HAHN Le Dieu bleu (Corlay)
View record and artist detailsRecord and Artist Details
Genre:
Orchestral
Label: B Records
Magazine Review Date: 04/2025
Media Format: Download
Media Runtime: 46
Mastering:
DDD
Catalogue Number: LBM074

Tracks:
Composition | Artist Credit |
---|---|
La Dieu bleu |
Reynaldo Hahn, Composer
Dylan Corlay, Conductor Frivolités Parisiennes |
Author: Mark Pullinger
When Serge Diaghilev commissioned Le Dieu bleu (‘The Blue God’), he was hoping to repeat the success Sheherazade had enjoyed when the Ballets Russes burst on to the Parisian scene a few years earlier. It was choreographed by Michel Fokine to a libretto by Jean Cocteau; Léon Bakst designed the sets and costumes.
The ballet is set in mythical India. A Young Girl interrupts a ceremony where a Young Man, whom she loves, is about to become a priest. As punishment for this blasphemy, she is condemned to be put to death by monsters, but a Goddess rises from the lotus, then the Blue God appears and plays his flute to calm the monsters, thus saving her life.
Mata Hari was courted to dance the role of the Goddess, but Diaghilev insulted her by asking her to audition!

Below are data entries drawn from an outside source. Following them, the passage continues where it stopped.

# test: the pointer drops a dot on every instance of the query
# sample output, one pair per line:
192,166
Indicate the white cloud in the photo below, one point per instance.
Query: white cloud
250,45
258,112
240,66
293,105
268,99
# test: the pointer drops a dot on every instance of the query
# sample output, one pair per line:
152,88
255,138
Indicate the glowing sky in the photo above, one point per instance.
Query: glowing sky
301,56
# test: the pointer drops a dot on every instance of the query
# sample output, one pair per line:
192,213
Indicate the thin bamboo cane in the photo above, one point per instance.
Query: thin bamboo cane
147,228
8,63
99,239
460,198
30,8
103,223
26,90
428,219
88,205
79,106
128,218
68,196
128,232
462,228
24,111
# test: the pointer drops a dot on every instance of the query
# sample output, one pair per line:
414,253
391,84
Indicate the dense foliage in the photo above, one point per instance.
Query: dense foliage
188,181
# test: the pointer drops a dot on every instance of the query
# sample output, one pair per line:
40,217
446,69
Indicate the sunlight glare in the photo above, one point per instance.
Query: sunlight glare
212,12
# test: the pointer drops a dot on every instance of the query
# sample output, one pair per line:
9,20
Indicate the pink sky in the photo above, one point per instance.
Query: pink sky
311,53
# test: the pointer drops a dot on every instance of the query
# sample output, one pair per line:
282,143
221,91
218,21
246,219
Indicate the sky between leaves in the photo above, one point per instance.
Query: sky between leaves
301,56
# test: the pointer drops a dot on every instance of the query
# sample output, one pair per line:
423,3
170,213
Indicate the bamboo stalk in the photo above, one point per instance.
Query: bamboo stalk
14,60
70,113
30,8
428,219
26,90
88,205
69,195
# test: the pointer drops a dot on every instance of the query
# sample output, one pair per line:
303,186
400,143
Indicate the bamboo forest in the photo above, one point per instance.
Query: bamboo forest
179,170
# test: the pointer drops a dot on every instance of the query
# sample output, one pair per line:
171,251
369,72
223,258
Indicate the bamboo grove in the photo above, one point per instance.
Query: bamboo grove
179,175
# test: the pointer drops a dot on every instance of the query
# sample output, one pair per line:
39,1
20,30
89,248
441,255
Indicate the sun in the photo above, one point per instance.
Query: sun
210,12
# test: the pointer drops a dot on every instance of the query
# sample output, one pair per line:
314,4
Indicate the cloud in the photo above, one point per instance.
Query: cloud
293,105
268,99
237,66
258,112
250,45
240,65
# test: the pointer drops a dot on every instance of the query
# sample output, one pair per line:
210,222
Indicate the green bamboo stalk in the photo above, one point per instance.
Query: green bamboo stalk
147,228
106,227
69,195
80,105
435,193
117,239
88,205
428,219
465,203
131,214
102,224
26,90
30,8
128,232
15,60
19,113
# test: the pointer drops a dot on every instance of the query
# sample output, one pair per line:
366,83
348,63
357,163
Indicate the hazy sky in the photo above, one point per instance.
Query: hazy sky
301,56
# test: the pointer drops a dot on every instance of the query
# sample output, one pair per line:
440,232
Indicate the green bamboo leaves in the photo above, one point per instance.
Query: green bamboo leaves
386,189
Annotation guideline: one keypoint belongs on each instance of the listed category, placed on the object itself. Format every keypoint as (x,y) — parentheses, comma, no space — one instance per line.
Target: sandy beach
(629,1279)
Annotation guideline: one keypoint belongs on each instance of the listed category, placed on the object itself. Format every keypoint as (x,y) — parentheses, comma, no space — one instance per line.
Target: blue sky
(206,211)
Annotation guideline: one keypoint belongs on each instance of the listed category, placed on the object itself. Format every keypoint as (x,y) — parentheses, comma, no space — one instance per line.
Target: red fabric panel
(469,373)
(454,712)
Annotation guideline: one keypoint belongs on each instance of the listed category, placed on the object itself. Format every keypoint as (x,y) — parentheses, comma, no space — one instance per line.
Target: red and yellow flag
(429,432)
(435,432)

Reynaldo Hahn composed the score, a strategic commission because Hahn had influential friends – potential patrons – whom Diaghilev needed.
Hahn did his best to avoid orientalist clichés, experimenting with chromaticism and modal writing. The score was not a success. Glazunov reportedly fell asleep during the piano play-through and Prince Lieven, a critic and historian of the Ballets Russes, described it as ‘sweet and insipid’. The ballet premiered at the Théâtre du Châtelet on May 13, 1912, but it flopped. Within weeks of the premiere, along came L’après-midi d’un faune and Daphnis et Chloé, after which Le Dieu bleu was all but forgotten.
You will find hardly any of this information in B Records’ scant booklet for this live recording (download only) by Les Frivolités Parisiennes, conducted by Dylan Corlay. There’s no synopsis, not even a track-listing, which really won’t do. I found myself imagining what Palazzetto Bru Zane could have done with it … and lo, in the media base on Bru Zane’s website is an excellent eight-page article (in French) by musicologist Christophe Mirambeau, who is interviewed (briefly) in the booklet here, which focuses more on the (fine) orchestra and the circumstances of the performance, which included an animated video.
Hahn’s music is not without interest and his score is decently played. The Prélude begins with a sinuous, Syrinx-like flute solo – composed a year before Syrinx! – and there is some unusual orchestration, from weighty orchestral forces to chamber-like ensembles. The ‘Danse de Yoghis’ for winds and percussion is striking, while a piano ripples in ‘Clair de lune’.
A curiosity, not best served by the meagre presentation.